La recherche d’une alimentation variée
Quelles sont les attentes des éleveurs à travers ce type de formation ?  Laurent Baudouin, membre du GIEE Herbe@venir, éleveur dans le Jura, est à la tête d’une exploitation de 82 ha, « la ferme des Couvrées »  et d’un troupeau de 35 vaches laitières et de 35 génisses. Il produit du lait pour l’AOP Comté Morbier et explique : « Nous n’avons pas, aujourd’hui, suffisamment de recul sur les prairies. Il est nécessaire de privilégier la diversité dans les prairies pour obtenir une meilleure alimentation des animaux.
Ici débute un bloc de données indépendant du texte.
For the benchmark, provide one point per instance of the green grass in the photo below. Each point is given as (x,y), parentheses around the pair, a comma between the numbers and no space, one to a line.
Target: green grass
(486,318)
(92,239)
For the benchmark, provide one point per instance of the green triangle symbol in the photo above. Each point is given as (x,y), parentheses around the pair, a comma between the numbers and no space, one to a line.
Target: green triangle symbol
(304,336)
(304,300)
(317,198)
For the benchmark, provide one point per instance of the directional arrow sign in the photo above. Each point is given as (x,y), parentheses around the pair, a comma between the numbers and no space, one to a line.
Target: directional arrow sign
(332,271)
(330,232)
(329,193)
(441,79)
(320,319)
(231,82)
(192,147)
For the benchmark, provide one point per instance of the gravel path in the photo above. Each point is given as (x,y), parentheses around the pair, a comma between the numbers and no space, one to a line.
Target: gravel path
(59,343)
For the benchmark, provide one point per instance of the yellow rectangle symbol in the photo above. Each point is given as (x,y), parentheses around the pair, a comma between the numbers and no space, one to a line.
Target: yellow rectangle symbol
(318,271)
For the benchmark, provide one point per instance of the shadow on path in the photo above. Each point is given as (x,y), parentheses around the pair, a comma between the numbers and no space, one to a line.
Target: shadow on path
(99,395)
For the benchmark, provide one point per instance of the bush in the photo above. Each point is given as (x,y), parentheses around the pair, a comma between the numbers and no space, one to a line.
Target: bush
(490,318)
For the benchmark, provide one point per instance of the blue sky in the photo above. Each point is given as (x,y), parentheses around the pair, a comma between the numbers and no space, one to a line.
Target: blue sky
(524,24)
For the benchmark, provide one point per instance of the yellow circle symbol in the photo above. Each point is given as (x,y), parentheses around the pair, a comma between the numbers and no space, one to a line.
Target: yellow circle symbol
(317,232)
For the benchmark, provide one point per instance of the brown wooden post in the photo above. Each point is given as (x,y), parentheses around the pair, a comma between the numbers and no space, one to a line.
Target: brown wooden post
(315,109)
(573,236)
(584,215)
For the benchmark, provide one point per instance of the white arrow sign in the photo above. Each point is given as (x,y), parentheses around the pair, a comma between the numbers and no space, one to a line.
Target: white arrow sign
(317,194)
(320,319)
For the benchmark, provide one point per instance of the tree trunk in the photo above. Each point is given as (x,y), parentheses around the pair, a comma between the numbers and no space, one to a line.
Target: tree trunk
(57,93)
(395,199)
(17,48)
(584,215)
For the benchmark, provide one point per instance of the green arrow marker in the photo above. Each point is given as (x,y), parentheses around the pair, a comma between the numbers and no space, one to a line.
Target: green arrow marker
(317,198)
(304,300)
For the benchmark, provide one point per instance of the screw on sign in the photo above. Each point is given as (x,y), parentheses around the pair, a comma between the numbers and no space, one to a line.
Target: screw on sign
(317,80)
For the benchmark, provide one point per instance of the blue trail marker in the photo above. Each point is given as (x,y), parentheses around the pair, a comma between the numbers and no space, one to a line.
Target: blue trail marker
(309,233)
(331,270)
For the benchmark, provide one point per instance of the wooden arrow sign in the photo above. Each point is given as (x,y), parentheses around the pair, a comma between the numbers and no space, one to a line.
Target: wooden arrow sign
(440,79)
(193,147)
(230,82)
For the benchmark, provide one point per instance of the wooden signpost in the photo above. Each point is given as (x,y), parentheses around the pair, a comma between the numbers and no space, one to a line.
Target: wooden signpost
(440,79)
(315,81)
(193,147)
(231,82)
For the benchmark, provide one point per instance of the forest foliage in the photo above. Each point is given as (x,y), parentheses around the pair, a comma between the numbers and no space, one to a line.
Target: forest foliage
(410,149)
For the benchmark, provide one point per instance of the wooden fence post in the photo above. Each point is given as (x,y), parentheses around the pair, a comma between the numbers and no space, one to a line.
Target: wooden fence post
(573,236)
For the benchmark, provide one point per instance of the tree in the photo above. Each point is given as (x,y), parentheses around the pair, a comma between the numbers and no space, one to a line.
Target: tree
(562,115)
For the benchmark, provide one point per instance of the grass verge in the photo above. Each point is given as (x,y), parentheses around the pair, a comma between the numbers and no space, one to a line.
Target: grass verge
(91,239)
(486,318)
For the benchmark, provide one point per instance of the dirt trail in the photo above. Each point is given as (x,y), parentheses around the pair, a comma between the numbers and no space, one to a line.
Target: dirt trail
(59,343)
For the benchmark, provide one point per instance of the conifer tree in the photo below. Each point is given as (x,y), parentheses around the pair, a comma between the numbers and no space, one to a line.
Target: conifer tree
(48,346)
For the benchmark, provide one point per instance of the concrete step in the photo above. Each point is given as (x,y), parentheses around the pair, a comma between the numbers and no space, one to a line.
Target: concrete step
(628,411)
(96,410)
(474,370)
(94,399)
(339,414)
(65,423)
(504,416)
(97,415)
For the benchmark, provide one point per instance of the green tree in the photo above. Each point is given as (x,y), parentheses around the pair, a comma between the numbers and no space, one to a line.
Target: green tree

Je recherche avant tout la santé de mes vaches en leur procurant une alimentation variée. Mon but n’est pas la recherche de la productivité laitière pour la productivité. Dans cette diversité des plantes, il faut prendre en compte la maturité des différentes plantes que je connais assez peu.  D’autre part, cette diversité florale est utile pour la biodiversité de l’environnement ». Nicolas Marquet, éleveur dans le Doubs, secrétaire du GIEE Herbe@venir, conduit une exploitation de 65 ha de surface en herbe. L’exploitation de 35 vaches laitières de race Montbéliarde, située à 900 mètres d’altitude, produit uniquement du lait. L’exploitation se situe dans la zone de l’AOP Comté Morbier. Nicolas Marquet effectue deux fauches par an dans ses prairies parfois trois. Il raconte : «  L’objectif de départ du GIEE Herbe@venir est d’améliorer la flore de nos prairies avec le moins possible d’intrants et limiter le  travail du sol. Cette formation a été très utile car on ne connaît pas toutes les plantes de nos prairies, mais seulement les graminées principales. Ces deux journées de découverte, de reconnaissance de plantes sur deux exploitations m’ont permis de faire un inventaire et un diagnostic de nos prairies. J’ai découvert un grand nombre d’espèces dans nos prairies qui parfois en contiennent plus de 50. Comment allons-nous mettre à profit ces nouvelles connaissances ? Cela fait trois ans que l’on cherche de nouvelles solutions pour donner une meilleure alimentation plus variée aux animaux. Nous avons effectué des essais qui n’ont pas donné de résultats probants».